Apse: Spirit

Apse
Spirit
ATP
2008-08-19

A galloping beat runs nearly all the way through Apse’s Spirits, the debut full-length released late in 2006 then reissued this summer by All Tomorrow’s Parties. It starts in “From the North,” with founder Ezer Lichtenstein (since departed from the band) pounding out a hurtling, headlong rhythm of toms and snares. He creates a physical sense of forward motion, driving the tunes over the ominous, nocturnal spaces established by guitarist and singer Robert Toher. Yet there is also an otherworldly spirituality in these cuts. Heavily processed “la la la las” float in disembodied mirages, both in this cut and the “Legions” that follows it. On wonderful, “Shade of the Moore,” a sleepy waltz, a music box melody is allowed to flower briefly before it implodes into urgent, driving rhythms. Subterranean low-end, insinuated among drum crashes by guitarist turned and bassist Aaron Piccirillo, reinforces the sense of movement through darkness in this cut. You can almost feel the wind in your hair.

One bit of still tranquility breaks this album’s powerful rush.
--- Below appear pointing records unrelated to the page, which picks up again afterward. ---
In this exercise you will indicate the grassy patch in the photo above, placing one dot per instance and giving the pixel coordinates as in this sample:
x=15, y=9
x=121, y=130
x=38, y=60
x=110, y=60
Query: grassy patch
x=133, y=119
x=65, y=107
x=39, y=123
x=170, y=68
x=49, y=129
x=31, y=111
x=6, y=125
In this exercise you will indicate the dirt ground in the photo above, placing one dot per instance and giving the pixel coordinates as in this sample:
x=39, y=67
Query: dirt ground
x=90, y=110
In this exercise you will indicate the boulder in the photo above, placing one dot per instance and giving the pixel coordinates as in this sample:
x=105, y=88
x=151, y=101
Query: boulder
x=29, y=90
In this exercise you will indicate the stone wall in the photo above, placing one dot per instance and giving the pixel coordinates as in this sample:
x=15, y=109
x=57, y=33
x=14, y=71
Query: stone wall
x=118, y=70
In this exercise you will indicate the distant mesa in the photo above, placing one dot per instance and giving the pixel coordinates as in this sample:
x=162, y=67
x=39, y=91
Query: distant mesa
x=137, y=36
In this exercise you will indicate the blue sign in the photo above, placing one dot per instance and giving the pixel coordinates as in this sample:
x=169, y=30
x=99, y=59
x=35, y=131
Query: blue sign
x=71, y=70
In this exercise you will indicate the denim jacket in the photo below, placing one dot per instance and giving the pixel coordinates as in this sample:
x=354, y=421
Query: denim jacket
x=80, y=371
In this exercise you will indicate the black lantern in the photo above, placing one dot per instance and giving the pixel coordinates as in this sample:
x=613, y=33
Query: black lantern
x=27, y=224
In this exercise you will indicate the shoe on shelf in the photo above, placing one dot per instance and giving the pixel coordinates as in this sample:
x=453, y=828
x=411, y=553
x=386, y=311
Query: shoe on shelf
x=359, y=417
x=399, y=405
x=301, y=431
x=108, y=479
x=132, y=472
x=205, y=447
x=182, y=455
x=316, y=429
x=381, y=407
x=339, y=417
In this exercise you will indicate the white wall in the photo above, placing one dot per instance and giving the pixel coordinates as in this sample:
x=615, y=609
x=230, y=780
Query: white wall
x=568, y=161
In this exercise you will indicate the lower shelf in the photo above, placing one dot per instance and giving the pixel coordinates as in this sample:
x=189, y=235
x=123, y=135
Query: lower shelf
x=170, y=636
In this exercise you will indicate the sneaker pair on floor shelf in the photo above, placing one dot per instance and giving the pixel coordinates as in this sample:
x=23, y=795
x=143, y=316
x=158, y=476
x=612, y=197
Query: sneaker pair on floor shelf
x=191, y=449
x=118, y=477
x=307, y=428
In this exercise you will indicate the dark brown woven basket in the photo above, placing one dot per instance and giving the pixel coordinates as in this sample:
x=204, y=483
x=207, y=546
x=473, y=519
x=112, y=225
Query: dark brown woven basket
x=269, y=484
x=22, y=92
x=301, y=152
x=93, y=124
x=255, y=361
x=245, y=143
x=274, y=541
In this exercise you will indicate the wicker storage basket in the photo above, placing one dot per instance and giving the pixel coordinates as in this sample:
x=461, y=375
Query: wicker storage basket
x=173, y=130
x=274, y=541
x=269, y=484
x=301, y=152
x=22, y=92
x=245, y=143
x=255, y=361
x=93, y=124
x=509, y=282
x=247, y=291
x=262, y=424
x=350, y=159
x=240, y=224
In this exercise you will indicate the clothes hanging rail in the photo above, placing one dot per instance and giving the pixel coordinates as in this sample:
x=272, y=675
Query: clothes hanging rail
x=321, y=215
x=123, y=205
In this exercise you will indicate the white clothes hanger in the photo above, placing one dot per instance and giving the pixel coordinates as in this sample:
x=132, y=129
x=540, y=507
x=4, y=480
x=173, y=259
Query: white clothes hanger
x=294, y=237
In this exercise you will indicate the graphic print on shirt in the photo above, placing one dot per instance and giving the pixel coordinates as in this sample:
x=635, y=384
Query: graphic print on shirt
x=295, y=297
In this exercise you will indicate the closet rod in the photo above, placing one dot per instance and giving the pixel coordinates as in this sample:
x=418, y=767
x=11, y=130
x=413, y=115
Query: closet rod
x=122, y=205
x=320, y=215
That comes with “Wind Through Walls,” a serene and sunny interval of psychedelia. Here, piano chords and wordless voices echoing through empty halls, in an expansive, trippy atmosphere that is still wholly rooted in melody. If you have been thinking Amon Düüland Can up to now (and perhaps, on the basis of the vocals only, Radiohead), you will suddenly find your mind slipping to Pink Floyd. Yet it is a temporary lull in the restless race to the end, the epic title track. Here mystery and calm co-exist somehow with rampant motion, an eye in the storm, a zen stillness amidst all-consuming effort.